Yes, some subspace of $\mathbb{R}^6$. If they are linearly dependent, the dimension of the subspace they span will be less.

And the row space is in ℝ⁴?

Yes

And it's null space is in ℝ⁴?

Yes

And (if this set is linearly independent) its basis is in ℝ⁶?

Yes and no, assuming you're still talking about $x_1 \dots x_4$. When we talk about a basis, it's a basis for some subspace of whatever is the relavant vector space. We don't talk about the basis for a set of vectors.

I'm just confused by how the book writes the ℝ as ℝⁿ and ℝ^m. I know m represents the rows and n represents columns. In the Invertible Matrix Theorem, it states Col A = ℝⁿ for an n x n matrix.

This doesn't make sense to me.

So is this referring to the rows or the columns? The other confusing part the was mentioned in a theorem was that a column space of an m x n matrix A is a subspace of ℝ^m.

Are column spaces of a matrix just its column vectors?

The column space of a matrix is the subspace that is spanned by those vectors.

Or is it the span of the column vector?

 

[Mark44]

A column vector has only one row.

I disagree. A column vector has only on column. It could be thought of as an n x 1 matrix.

I think it would be best if you study the basic definitions first (vector space, span, linearly independent, basis, subspace), and then ask your questions again.

Good advice...

 

[HallsofIvy]

I'm not sure that was the OP's intention, since

but well... this makes things even more obvious.

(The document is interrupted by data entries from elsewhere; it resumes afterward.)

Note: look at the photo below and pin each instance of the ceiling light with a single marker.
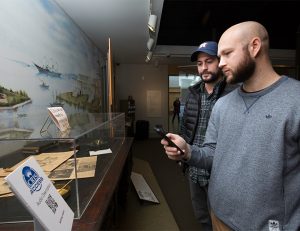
(152, 22)
(150, 43)
(149, 56)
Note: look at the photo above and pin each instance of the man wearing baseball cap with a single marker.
(199, 102)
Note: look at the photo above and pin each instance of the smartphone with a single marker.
(159, 129)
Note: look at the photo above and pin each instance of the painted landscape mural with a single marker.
(45, 60)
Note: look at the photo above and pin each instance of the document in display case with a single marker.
(66, 160)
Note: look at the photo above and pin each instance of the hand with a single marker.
(172, 152)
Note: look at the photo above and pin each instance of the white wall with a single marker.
(136, 80)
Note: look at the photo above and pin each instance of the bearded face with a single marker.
(244, 69)
(210, 77)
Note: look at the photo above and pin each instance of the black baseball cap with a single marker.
(208, 47)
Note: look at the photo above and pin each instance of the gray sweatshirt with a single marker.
(252, 148)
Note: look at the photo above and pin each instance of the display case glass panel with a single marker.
(72, 160)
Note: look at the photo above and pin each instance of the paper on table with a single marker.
(100, 152)
(142, 188)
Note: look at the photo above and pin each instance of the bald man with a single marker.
(252, 143)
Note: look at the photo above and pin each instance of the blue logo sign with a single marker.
(32, 179)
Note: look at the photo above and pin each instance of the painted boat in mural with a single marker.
(46, 70)
(44, 85)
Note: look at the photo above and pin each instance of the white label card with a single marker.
(59, 117)
(39, 196)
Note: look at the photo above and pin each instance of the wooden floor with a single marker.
(142, 215)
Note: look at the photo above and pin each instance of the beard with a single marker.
(213, 77)
(244, 70)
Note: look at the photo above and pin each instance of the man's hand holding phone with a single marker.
(173, 144)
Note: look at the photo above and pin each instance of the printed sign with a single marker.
(59, 117)
(37, 193)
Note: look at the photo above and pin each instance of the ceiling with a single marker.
(182, 24)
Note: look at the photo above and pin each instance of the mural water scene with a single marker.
(45, 61)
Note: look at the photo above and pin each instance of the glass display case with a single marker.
(72, 160)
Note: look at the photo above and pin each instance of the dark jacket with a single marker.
(192, 108)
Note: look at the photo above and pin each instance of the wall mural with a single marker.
(45, 60)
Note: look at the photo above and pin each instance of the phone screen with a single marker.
(163, 134)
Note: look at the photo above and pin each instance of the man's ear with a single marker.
(255, 46)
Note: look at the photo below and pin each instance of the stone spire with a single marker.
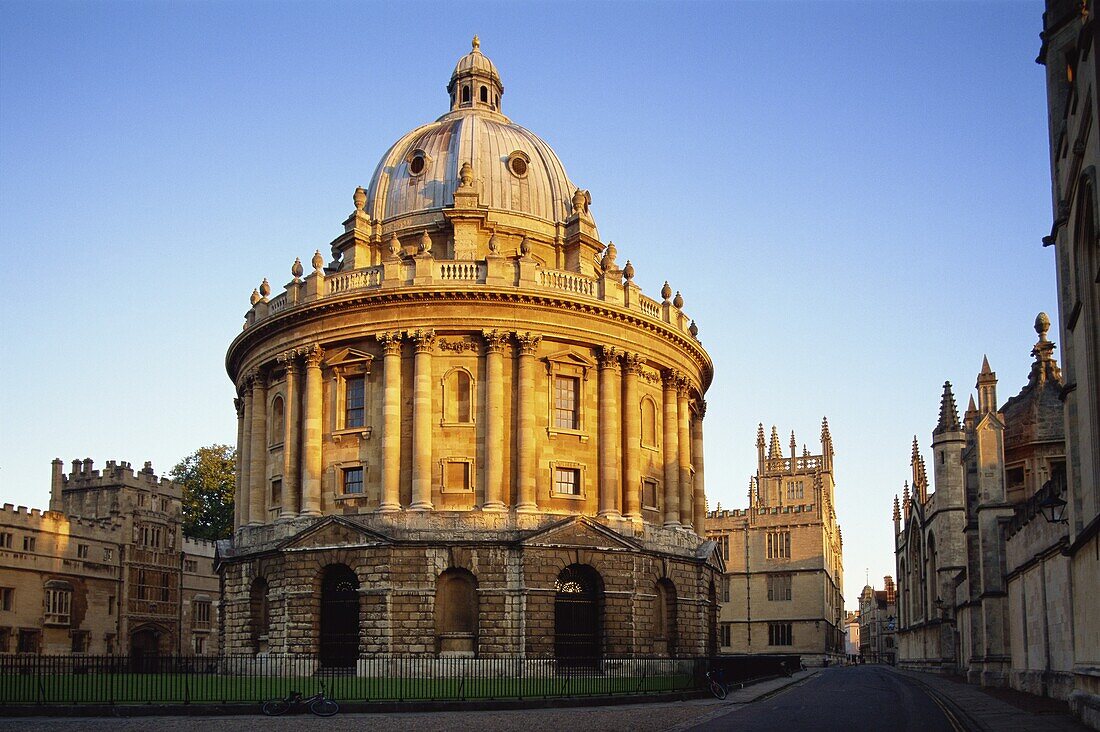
(948, 413)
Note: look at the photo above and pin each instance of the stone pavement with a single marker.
(996, 709)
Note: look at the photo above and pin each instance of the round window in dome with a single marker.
(518, 163)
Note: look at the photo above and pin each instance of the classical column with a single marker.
(683, 445)
(391, 421)
(257, 452)
(425, 341)
(493, 454)
(670, 451)
(242, 404)
(609, 438)
(311, 433)
(525, 419)
(292, 438)
(631, 437)
(696, 452)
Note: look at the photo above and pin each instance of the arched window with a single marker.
(259, 613)
(578, 615)
(339, 626)
(666, 616)
(278, 421)
(457, 613)
(458, 392)
(648, 422)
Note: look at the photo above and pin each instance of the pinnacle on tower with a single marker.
(948, 413)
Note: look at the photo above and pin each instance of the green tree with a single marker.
(207, 478)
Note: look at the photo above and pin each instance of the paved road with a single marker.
(842, 699)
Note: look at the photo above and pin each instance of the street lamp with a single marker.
(1053, 506)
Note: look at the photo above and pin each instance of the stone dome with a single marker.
(513, 168)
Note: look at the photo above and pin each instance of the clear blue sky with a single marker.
(850, 196)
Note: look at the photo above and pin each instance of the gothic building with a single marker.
(106, 569)
(1069, 56)
(470, 433)
(967, 599)
(782, 590)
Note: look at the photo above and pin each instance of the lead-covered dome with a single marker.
(513, 168)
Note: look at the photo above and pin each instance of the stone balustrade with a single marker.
(495, 273)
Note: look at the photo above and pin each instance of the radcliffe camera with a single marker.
(646, 367)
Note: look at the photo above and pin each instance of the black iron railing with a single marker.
(86, 679)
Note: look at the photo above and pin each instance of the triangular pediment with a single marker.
(333, 532)
(580, 531)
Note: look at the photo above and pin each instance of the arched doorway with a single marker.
(576, 614)
(145, 649)
(339, 642)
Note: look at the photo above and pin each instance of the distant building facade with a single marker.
(783, 587)
(106, 569)
(1069, 54)
(970, 555)
(878, 623)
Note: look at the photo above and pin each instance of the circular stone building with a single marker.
(470, 433)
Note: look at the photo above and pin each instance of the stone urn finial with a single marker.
(1042, 325)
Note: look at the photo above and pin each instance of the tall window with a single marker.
(779, 634)
(354, 401)
(779, 588)
(779, 545)
(58, 603)
(567, 481)
(565, 393)
(353, 480)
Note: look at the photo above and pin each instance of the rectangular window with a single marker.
(353, 480)
(28, 641)
(779, 588)
(779, 545)
(58, 605)
(567, 481)
(354, 401)
(565, 404)
(779, 634)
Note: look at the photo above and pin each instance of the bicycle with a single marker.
(318, 703)
(716, 683)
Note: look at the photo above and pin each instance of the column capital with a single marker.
(391, 342)
(608, 357)
(495, 340)
(528, 343)
(312, 356)
(424, 340)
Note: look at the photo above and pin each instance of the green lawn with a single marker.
(210, 688)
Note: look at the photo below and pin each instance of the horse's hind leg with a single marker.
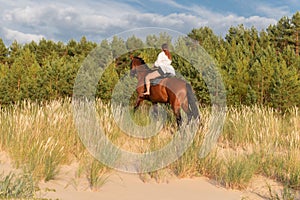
(137, 103)
(185, 107)
(176, 109)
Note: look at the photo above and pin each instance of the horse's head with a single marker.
(137, 65)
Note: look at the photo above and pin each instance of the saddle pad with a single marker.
(156, 81)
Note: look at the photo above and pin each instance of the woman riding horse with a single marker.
(177, 92)
(163, 62)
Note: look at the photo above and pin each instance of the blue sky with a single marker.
(27, 20)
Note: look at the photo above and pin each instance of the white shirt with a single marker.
(164, 63)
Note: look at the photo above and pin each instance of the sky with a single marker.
(58, 20)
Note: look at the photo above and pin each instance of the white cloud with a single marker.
(273, 12)
(20, 37)
(28, 20)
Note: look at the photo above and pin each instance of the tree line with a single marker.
(257, 67)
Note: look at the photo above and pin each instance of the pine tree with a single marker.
(296, 28)
(3, 52)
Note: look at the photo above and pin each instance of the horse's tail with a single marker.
(193, 108)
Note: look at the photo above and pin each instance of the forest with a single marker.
(257, 67)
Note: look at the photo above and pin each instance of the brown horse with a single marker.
(177, 92)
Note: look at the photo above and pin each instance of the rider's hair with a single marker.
(166, 50)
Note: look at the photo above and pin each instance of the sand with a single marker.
(67, 185)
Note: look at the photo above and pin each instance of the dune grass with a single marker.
(255, 141)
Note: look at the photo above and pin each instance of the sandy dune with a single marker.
(124, 186)
(130, 187)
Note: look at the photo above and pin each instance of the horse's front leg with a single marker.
(137, 103)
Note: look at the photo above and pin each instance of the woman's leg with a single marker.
(149, 76)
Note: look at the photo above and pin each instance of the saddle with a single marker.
(157, 80)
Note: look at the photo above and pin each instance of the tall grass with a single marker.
(255, 140)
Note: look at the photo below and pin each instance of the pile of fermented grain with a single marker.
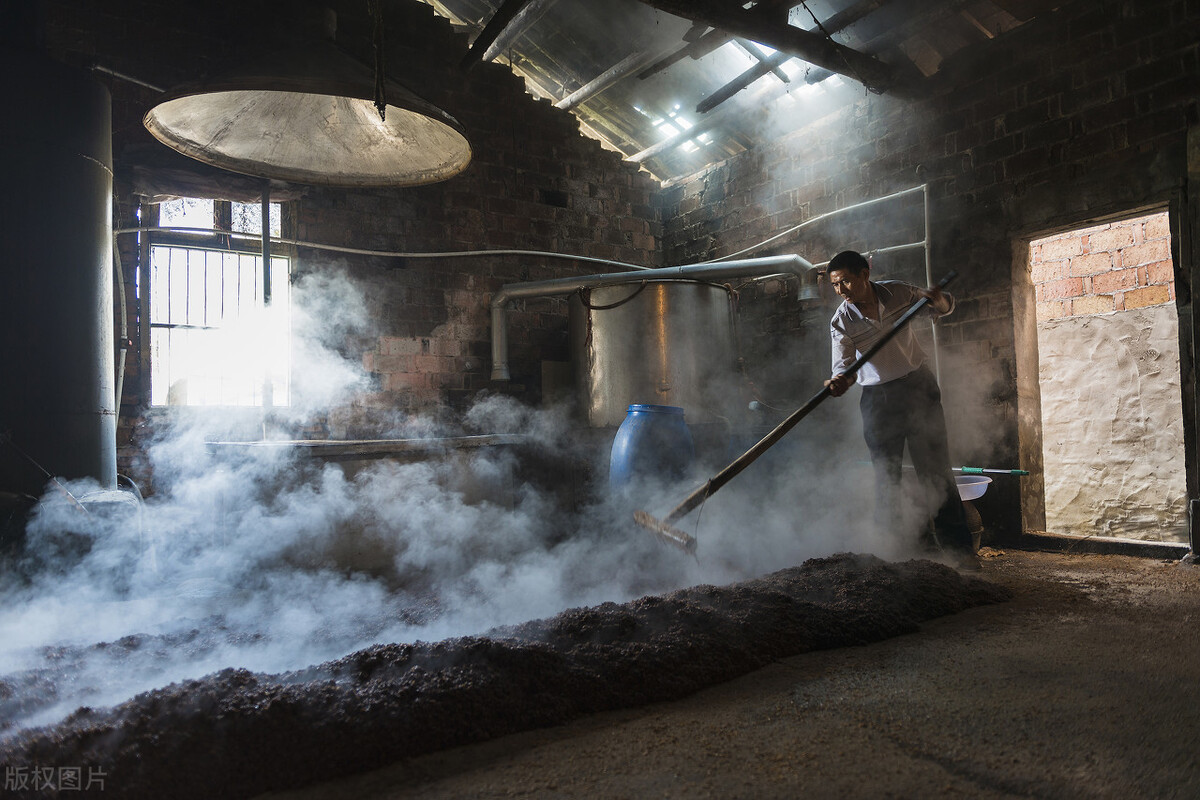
(235, 734)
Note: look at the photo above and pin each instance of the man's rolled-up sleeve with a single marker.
(844, 352)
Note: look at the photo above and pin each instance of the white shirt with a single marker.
(853, 334)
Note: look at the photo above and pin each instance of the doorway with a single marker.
(1109, 382)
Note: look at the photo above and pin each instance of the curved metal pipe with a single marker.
(709, 271)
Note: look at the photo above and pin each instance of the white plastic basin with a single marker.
(972, 486)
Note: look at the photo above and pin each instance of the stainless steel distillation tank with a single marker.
(654, 342)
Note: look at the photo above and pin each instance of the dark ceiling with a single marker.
(677, 85)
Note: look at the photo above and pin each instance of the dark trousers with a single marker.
(909, 410)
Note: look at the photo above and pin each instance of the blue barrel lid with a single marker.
(660, 409)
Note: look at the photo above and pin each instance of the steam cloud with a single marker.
(271, 563)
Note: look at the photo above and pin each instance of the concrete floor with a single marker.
(1083, 686)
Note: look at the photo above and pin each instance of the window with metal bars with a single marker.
(220, 330)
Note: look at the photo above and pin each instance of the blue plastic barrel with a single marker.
(653, 441)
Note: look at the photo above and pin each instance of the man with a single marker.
(901, 402)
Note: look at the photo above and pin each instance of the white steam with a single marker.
(270, 560)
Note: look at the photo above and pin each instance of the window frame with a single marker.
(222, 240)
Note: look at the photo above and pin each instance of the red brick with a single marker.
(1053, 310)
(1159, 272)
(1149, 296)
(1054, 250)
(1114, 281)
(1060, 289)
(1157, 227)
(1113, 239)
(1050, 271)
(1092, 305)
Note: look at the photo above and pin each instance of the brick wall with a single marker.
(534, 184)
(1077, 116)
(1116, 266)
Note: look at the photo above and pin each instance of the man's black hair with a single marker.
(849, 260)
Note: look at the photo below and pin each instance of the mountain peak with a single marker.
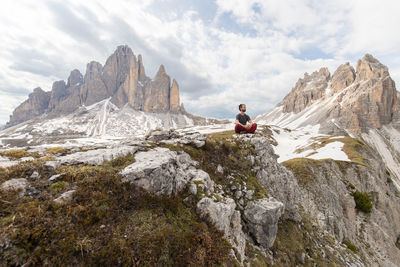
(368, 67)
(354, 100)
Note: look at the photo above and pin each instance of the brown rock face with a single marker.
(307, 90)
(174, 97)
(123, 79)
(36, 105)
(343, 77)
(94, 89)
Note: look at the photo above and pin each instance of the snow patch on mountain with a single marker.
(303, 143)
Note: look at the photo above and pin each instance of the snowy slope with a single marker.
(102, 121)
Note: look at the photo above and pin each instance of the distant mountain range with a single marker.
(361, 103)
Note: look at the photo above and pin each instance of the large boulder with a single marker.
(226, 219)
(20, 185)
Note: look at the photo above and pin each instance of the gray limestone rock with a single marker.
(166, 172)
(20, 185)
(65, 197)
(226, 219)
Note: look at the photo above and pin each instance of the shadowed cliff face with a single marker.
(122, 78)
(361, 99)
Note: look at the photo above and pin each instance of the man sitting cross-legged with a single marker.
(241, 122)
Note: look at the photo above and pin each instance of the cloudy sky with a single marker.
(222, 52)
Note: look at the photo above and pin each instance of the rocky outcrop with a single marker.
(356, 100)
(174, 97)
(306, 91)
(157, 93)
(122, 79)
(165, 172)
(262, 216)
(36, 105)
(342, 78)
(226, 219)
(20, 185)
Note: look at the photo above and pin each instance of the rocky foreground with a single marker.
(187, 198)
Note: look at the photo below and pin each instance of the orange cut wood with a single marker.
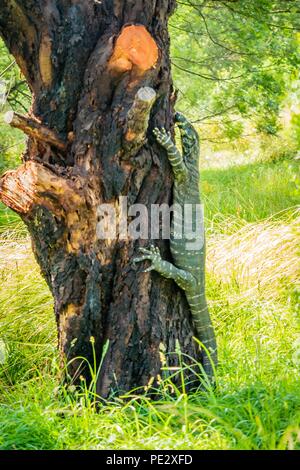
(135, 47)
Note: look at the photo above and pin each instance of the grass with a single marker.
(252, 275)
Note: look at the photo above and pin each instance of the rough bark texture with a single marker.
(85, 63)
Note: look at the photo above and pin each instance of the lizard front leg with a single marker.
(183, 278)
(175, 158)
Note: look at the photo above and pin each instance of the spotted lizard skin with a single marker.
(188, 270)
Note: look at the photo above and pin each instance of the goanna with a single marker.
(188, 270)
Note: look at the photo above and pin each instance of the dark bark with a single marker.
(84, 91)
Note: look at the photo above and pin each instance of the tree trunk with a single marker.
(92, 67)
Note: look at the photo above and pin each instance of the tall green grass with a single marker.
(254, 296)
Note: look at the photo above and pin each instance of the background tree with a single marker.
(86, 64)
(240, 57)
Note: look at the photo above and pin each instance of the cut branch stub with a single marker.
(29, 186)
(138, 119)
(32, 127)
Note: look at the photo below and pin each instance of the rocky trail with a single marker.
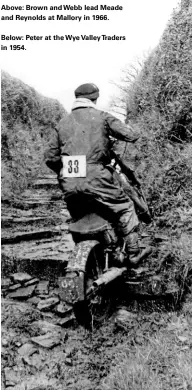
(43, 348)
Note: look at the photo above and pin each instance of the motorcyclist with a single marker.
(85, 132)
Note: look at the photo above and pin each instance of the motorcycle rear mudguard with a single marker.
(72, 285)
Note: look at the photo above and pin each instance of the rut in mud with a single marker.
(42, 345)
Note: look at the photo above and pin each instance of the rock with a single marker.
(22, 293)
(27, 350)
(4, 343)
(68, 361)
(10, 376)
(124, 317)
(47, 304)
(18, 344)
(5, 283)
(34, 361)
(63, 310)
(14, 287)
(69, 351)
(84, 384)
(31, 282)
(46, 327)
(66, 322)
(43, 287)
(54, 292)
(20, 277)
(34, 301)
(47, 341)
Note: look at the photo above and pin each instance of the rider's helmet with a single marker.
(89, 91)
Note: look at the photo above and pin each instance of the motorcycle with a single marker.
(93, 278)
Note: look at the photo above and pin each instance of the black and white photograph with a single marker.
(96, 195)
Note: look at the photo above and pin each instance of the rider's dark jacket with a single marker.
(86, 131)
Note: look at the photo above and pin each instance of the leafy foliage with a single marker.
(159, 102)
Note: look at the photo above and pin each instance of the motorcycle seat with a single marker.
(89, 224)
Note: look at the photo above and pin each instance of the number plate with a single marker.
(74, 166)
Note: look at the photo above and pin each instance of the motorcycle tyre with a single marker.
(87, 313)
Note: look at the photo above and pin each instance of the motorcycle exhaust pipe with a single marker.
(108, 276)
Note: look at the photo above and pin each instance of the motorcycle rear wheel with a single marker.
(100, 307)
(94, 312)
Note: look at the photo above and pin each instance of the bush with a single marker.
(27, 122)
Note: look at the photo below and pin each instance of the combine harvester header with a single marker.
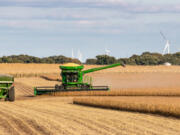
(72, 80)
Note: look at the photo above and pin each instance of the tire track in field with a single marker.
(132, 128)
(66, 117)
(18, 123)
(8, 126)
(40, 128)
(27, 116)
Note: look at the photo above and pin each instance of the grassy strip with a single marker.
(161, 109)
(123, 92)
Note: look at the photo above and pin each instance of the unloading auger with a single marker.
(72, 80)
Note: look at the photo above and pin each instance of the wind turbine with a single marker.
(72, 55)
(167, 45)
(79, 55)
(107, 51)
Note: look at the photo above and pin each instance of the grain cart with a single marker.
(73, 80)
(7, 88)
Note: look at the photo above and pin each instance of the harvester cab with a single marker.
(7, 91)
(72, 80)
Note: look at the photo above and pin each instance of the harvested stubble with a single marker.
(163, 105)
(125, 92)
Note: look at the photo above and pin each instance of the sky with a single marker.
(55, 27)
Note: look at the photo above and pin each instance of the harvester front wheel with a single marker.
(11, 94)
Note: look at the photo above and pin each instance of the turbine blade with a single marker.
(163, 35)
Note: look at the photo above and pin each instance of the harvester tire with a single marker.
(11, 94)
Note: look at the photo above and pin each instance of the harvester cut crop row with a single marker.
(73, 80)
(7, 91)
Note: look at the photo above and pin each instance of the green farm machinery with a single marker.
(7, 91)
(73, 80)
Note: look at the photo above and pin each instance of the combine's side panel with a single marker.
(7, 91)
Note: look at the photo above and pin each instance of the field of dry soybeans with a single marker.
(134, 85)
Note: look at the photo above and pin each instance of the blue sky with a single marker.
(53, 27)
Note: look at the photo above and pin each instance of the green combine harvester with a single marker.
(7, 91)
(73, 80)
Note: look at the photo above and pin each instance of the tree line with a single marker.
(145, 58)
(31, 59)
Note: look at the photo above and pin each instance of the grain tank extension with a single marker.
(7, 91)
(73, 80)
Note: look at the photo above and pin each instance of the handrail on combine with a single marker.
(101, 68)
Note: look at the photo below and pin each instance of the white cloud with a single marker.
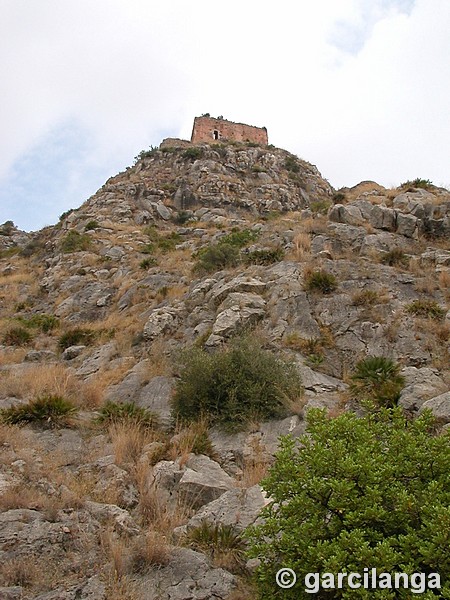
(359, 87)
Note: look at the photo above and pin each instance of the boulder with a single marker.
(421, 384)
(203, 481)
(439, 406)
(239, 507)
(188, 576)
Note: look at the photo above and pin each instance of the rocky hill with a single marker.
(194, 246)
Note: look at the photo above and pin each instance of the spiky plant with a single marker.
(377, 379)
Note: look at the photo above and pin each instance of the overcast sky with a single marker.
(360, 88)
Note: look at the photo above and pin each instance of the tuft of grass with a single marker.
(112, 412)
(320, 281)
(52, 410)
(75, 337)
(224, 544)
(428, 309)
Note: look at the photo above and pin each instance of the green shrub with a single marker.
(417, 183)
(320, 281)
(264, 257)
(377, 379)
(234, 385)
(356, 493)
(193, 153)
(74, 241)
(43, 322)
(240, 238)
(76, 337)
(91, 225)
(148, 262)
(216, 257)
(126, 412)
(182, 217)
(395, 257)
(17, 336)
(52, 410)
(428, 309)
(145, 154)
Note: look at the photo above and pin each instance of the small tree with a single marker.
(235, 385)
(371, 492)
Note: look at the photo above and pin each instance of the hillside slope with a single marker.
(195, 246)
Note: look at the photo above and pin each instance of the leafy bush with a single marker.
(377, 379)
(395, 257)
(235, 385)
(417, 183)
(320, 207)
(17, 336)
(51, 410)
(216, 257)
(355, 493)
(264, 257)
(225, 253)
(148, 262)
(320, 281)
(428, 309)
(146, 154)
(75, 242)
(240, 238)
(90, 225)
(76, 337)
(112, 412)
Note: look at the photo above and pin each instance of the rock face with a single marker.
(101, 308)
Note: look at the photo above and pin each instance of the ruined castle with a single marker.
(210, 130)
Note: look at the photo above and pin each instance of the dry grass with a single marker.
(302, 246)
(192, 438)
(256, 467)
(444, 283)
(150, 550)
(23, 496)
(23, 571)
(158, 514)
(34, 381)
(128, 440)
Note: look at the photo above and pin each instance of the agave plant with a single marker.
(377, 379)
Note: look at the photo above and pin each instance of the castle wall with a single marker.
(207, 129)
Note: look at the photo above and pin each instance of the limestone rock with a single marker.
(439, 406)
(188, 576)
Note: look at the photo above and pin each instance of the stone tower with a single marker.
(210, 130)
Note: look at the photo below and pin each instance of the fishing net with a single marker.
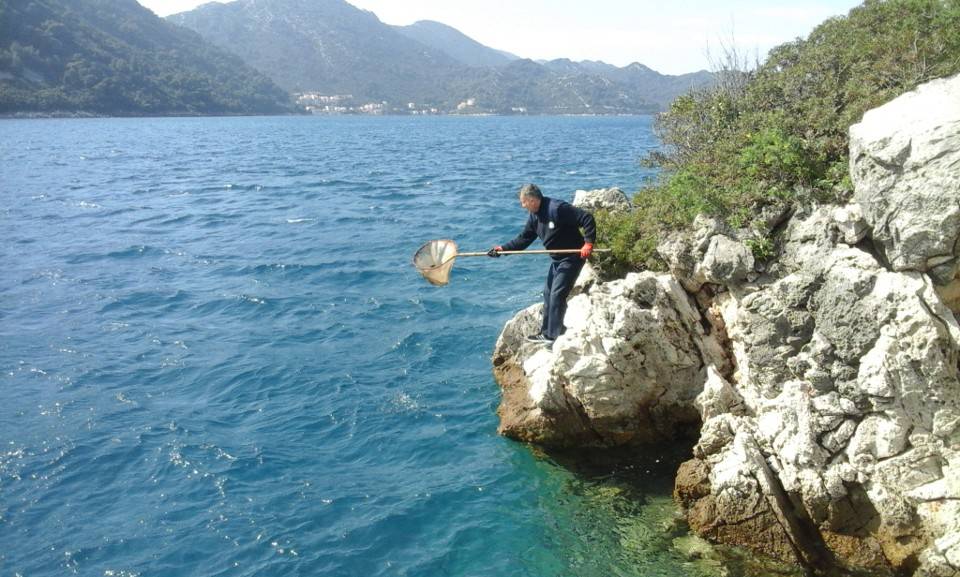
(435, 259)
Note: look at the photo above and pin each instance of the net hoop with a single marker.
(435, 259)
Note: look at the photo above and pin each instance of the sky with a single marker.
(670, 36)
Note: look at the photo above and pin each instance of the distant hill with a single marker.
(324, 45)
(329, 47)
(115, 57)
(455, 44)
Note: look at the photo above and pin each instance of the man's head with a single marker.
(530, 197)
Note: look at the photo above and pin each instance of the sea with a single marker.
(216, 357)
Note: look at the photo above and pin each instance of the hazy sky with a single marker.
(672, 37)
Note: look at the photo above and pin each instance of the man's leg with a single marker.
(563, 276)
(547, 291)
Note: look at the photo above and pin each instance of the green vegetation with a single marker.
(115, 57)
(778, 135)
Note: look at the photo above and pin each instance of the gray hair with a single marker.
(531, 191)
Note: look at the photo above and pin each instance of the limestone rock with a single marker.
(846, 385)
(708, 254)
(850, 223)
(626, 371)
(612, 199)
(905, 164)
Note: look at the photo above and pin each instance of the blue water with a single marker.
(217, 359)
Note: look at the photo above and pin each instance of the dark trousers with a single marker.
(560, 279)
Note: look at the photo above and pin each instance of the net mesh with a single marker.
(435, 259)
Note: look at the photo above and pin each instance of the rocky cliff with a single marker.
(821, 386)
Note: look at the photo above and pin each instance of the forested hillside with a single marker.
(766, 139)
(115, 57)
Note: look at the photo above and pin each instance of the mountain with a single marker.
(346, 59)
(324, 46)
(637, 80)
(455, 44)
(116, 57)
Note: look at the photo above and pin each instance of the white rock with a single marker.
(904, 162)
(612, 199)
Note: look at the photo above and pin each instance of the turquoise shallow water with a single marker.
(217, 359)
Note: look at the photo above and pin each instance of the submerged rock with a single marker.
(824, 383)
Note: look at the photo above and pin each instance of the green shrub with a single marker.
(779, 134)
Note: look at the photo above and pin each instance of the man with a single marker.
(558, 225)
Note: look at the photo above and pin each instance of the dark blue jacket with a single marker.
(558, 225)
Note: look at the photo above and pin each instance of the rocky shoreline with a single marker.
(821, 387)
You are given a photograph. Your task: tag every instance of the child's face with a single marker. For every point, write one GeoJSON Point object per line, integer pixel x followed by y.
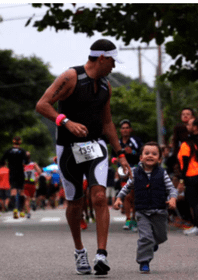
{"type": "Point", "coordinates": [150, 156]}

I frankly didn't notice that. But the column vectors are in $R^3$ and the OP specifically talked at $R^2$.

 

[S.G. Janssens]

I frankly didn't notice that. But the column vectors are in ##R^3## and the OP specifically talked at ##R^2.##

Yes, I understand. When I wrote my initial reply I read the OP's question the other way around (i.e. I read that he was talking about $\mathbb{R}^3$ instead of $\mathbb{R}^2$). When I then read your reply, I realized that the answer to his question is even more obvious than I originally thought: the vectors are not even in the space.

 

[mfb]

Just a technical detail:

For a set S to be a spanning set for a vector space V, or a basis for V, it must be a subset of V. You asked if two vectors in $\mathbb R^3$ span $\mathbb R^2$. The set that contains those two vectors and nothing else, is a subspace of $\mathbb R^3$, not $\mathbb R^2$.

To get a subspace (instead of two isolated vectors), you have to take the span of that set of vectors.

 

[Fredrik]

I disagree. A column vector has only on column. It could be thought of as an n x 1 matrix.

Just a technical detail:To get a subspace (instead of two isolated vectors), you have to take the span of that set of vectors.

Thanks for catching those silly mistakes. This sort of thing happens a lot when I write a post a few hours past my bedtime.